Il ministero ha in sostanza individuato una sorta di formula magica – 50, 10, 20, 20 – il cui significato statistico può così riassumersi: “Un articolo scelto a caso in un insieme omogeneo di tutti gli articoli pubblicati nel mondo ha una probabilità di essere classificato come eccellente, buono, accettabile, limitato pari a 0,2, 0,2, 0,1, 0,5, rispettivamente”.
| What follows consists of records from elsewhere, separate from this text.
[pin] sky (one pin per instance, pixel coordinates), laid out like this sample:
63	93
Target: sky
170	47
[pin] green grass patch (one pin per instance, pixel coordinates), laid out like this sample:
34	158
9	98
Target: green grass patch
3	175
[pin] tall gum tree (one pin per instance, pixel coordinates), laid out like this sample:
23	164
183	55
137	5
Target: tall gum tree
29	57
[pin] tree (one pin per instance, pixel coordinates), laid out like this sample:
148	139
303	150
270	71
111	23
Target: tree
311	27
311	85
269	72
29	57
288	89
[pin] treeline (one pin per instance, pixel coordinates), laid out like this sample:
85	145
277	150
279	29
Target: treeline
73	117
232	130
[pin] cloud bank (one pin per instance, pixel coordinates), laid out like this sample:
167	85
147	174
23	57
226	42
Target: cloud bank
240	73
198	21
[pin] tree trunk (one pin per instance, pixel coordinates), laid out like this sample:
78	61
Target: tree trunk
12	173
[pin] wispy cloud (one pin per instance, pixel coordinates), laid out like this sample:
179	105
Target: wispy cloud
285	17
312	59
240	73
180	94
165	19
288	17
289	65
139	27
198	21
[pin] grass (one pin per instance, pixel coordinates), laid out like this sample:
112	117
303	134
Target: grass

Leggendo e rileggendo in questi giorni la sequenza di numeri, due aspetti hanno continuato ad apparirmi anomali: la percentuale esigua (10%) dei prodotti potenzialmente classificabili come accettabili e la soglia del 50° percentile per poter raggiungere tale classe di merito. Quel 10% posto proprio dove la distribuzione dovrebbe essere più densa, mi aveva addirittura fatto pensare a un errore casuale nella sequenza delle percentuali: immaginavo infatti più sensato, prendendo per buone quelle percentuali, che la soglia dell’eccellenza dovesse collocarsi nel 90° percentile, così da formare classi potenziali del 10% di prodotti eccellenti, del 20% di prodotti buoni, del 20% di prodotti accettabili e del 50% di prodotti limitati. Ma soprattutto, ho continuato a guardare con incredulità a quella percentuale del 50% destinata a separare in modo perentorio prodotti ritenuti accettabili – che saranno pesati 0,5 – da quelli ritenuti limitati, destinati ad avere un peso nullo.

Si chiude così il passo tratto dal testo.